When I saw the prototype jet coming stealthily and silently up the Kimiākau Awa, it was so different from the roaring V8 engines it will replace, and I saw this as an interesting analogy for climate change.
Climate change is a global threat, coming towards us in Aotearoa and in our own takiwā a little like the jet boat, quickly and without a lot of noise. It is difficult to understand until it actually arrives.
Perhaps that explains the strange place we find ourselves in, where many of us accept the science but are having trouble understanding the consequences.
Although the days of climate denial are well behind us, thank goodness, there is still a big group of the population crossing their fingers, putting their hands over their ears and humming a happy tune.
Our iwi has the resources and influence to do more than this. We want to make things better for future generations. We want our mokopuna to thrive and to maintain strong connections to our beautiful natural world.
The more dire the predictions from the Intergovernmental Panel on Climate Change (IPCC) become, the more some of us have been hoping that the experts are wrong. But we can not hide anymore.
One of my jobs as Kaiwhakahaere is helping whānau to understand and accept how widespread and comprehensive the effects of climate change are going to be.
Te Rūnanga o Ngāi Tahu has just released an 88-point action plan to tackle climate and related ecological issues. As part of the process we have made a video to bring home the local dangers of this global crisis.

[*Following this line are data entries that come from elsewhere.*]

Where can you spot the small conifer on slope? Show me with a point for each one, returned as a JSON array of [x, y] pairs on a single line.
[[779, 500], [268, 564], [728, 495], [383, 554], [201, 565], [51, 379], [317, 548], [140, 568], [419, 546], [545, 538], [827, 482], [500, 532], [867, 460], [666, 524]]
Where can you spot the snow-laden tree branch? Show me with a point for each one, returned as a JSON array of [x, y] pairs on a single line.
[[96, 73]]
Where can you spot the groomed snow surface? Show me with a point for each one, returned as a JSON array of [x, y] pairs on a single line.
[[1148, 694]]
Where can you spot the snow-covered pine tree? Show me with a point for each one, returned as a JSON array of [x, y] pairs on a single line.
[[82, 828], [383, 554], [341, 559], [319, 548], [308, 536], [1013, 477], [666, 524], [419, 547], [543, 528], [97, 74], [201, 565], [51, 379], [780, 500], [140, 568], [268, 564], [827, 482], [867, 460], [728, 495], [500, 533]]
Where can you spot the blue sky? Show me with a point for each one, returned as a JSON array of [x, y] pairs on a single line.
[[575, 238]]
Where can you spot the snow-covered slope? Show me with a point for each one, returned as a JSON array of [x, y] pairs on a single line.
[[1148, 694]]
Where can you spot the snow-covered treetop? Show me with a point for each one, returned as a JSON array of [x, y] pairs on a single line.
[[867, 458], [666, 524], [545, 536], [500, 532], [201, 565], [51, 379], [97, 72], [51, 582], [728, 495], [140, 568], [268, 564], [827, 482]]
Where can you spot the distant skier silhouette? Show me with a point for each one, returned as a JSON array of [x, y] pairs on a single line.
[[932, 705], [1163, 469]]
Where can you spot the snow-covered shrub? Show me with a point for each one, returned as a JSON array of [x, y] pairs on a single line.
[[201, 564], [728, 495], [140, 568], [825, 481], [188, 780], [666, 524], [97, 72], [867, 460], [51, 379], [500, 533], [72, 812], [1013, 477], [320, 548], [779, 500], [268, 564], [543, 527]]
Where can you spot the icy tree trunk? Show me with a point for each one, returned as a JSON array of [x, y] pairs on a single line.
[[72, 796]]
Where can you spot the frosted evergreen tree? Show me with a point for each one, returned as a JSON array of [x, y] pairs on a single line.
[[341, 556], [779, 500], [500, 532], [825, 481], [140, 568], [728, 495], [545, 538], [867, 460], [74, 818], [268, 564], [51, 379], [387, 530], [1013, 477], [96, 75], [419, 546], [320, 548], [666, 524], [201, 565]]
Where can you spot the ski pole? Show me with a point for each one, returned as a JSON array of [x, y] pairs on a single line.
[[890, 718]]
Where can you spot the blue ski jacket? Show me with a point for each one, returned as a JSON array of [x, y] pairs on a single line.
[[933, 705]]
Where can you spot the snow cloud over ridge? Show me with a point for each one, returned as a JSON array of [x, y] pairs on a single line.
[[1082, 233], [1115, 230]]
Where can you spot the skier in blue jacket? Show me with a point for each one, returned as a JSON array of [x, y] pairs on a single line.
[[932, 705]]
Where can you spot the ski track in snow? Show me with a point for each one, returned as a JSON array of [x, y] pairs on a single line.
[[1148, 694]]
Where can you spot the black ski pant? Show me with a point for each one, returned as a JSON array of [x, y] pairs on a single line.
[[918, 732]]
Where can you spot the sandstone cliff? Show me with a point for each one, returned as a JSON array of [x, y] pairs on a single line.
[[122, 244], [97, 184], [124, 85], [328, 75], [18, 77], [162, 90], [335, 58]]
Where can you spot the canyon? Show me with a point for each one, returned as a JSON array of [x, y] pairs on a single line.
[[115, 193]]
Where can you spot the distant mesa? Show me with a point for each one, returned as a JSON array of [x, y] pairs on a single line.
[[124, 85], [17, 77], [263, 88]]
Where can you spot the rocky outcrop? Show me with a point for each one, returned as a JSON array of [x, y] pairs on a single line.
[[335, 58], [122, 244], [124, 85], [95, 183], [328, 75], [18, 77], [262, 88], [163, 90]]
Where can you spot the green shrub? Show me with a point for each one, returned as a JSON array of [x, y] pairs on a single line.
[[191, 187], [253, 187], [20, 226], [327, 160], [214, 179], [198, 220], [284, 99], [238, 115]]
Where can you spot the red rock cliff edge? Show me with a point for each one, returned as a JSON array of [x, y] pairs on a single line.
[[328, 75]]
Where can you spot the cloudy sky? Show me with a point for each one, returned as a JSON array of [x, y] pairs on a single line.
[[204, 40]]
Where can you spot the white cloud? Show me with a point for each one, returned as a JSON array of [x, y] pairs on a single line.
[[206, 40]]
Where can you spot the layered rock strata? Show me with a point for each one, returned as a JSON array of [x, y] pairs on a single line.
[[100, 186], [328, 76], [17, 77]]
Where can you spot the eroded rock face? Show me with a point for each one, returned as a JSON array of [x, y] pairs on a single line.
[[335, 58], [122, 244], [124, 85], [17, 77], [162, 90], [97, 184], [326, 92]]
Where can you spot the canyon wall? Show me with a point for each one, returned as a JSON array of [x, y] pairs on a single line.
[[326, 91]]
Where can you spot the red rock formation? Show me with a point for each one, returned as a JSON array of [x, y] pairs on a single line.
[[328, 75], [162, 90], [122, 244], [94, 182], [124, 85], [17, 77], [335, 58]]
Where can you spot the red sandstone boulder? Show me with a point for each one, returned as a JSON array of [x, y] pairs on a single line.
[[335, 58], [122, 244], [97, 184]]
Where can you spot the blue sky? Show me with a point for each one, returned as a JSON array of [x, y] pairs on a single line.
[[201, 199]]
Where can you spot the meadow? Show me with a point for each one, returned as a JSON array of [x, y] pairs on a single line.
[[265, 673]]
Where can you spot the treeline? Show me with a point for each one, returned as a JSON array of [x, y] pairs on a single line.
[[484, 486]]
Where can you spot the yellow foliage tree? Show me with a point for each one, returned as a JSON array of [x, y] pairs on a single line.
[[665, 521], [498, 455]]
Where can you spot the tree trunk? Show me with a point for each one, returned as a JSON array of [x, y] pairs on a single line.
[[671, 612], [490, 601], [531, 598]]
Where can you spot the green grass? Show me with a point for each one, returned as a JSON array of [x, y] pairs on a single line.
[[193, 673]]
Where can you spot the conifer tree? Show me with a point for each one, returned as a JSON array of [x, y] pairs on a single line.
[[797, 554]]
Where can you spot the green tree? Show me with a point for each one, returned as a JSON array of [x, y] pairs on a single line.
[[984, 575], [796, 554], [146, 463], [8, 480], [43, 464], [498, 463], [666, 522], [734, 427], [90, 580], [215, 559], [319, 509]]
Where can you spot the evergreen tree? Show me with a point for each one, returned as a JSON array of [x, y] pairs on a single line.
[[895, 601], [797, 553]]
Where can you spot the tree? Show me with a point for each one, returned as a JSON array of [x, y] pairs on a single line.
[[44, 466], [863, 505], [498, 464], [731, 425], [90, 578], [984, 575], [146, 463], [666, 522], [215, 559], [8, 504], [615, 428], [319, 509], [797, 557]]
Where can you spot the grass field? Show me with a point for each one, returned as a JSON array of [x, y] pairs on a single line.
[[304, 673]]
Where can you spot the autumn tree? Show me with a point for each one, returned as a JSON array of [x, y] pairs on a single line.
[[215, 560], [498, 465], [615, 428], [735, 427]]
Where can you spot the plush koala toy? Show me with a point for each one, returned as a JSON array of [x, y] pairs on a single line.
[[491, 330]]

In order to make the plan work we need to all understand that climate impacts are not limited to Australian wildfires and Pacific atolls going under, as serious as they are for our cousins who live there.
Impacts are already being felt close to home, in our own backyards. Take the recent heavy flooding in Ōtepoti (Dunedin) and Waitaha (Canterbury) as an example, where roads were once again cut off and communities were forced to evacuate. We have to understand that climate change will come to affect every single family in Aotearoa.
In order to protect our own whānau, both now and in the future, we will need to act fast.
The video outlines some of the places across our takiwā already in the frontline. The glaciers of the Southern Alps, the threats to mahinga kai (customary food gathering), the ūrupa (graveyards) crumbling into the ocean at Moeraki, the marae at Taumutu on the shores of Te Waihora that has to be evacuated at high tide in a storm.
We are a coastal people and 16 out of our 18 marae are at risk from flooding and rising sea levels. As we can see from the testimonies of our people – the danger is clear and present.
Across the ditch tens of thousands in and around Sydney have been forced from their homes by torrential rain and flooding. La Nina exacerbated by climate change has seen some areas getting a year and half's rainfall in just four days.
If we keep our hands over our ears it would be easy to regard these reports as extreme "one in a hundred year" events. But we need to note how often these one in a hundred year events are happening.
That's why one of the main planks of our action plan Te Kounga Paparangi involves empowering our marae to be resilient and self sufficient and to act as civil defence centres and climate refuges, when, not if, these extreme weather events come visit us.
I hope we can all come together now to cast aside our fears and take action.